Google tried to use the release of Drake's seventh album to explain the references Drake used in the song "Texts Go Green". Android took to its Twitter account, where it shared a video explaining that when a text is sent from any device that isn't an iOS device and received on iMessage, it's subjected to the "ugly" green color, or when an iPhone user has blocked the sender.
The Android team then pointed to the problem being entirely solvable by Apple, as the company just has to "adopt RCS (Rich Communication Services protocol)," which will, according to Android, "make texting more secure, too". Android then called upon one "super-talented engineer" to carry out its request, but as you may have expected, Apple hasn't replied.
Judging by Apple's stance on keeping its eco-system as closed off as it deems necessary, it seems likely that the company won't be removing the green color from non-iPhone texts anytime soon, especially with large portions of the population and culture currently viewing green texts as inferior to blue texts.
The joke, or fun Android is poking at Apple with the release of the above video seems to have somewhat landed on its face, with many Twitter users complaining about the Google Messages experience, as well as privacy issues.
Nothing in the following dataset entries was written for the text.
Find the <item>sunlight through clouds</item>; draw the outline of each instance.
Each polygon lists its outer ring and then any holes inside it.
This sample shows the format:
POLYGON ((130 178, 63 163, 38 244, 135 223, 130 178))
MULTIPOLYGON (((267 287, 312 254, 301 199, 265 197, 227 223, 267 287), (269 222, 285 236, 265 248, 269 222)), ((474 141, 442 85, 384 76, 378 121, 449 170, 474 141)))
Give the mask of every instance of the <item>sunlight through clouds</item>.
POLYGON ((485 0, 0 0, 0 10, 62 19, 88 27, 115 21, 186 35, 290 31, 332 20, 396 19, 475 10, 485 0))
Actor Ryan Reynolds tuned into the video and replied, "Omg, I've learned so much."
The Android team also called Drake's song "a real banger" in their "unofficial lyric explainer", clearly illustrating how caught up they are with the cultural times and the current slang that is being used.
In other Google news, a group of US lawmakers have requested Google's parent company Alphabet to fix the its search engine and stop sending pregnant women to "fake" abortion clinics. An official letter signed by fourteen Senators and seven members of the House of Representatives, was sent to Google last week, and cited a study that found shocking statistics for Google search results.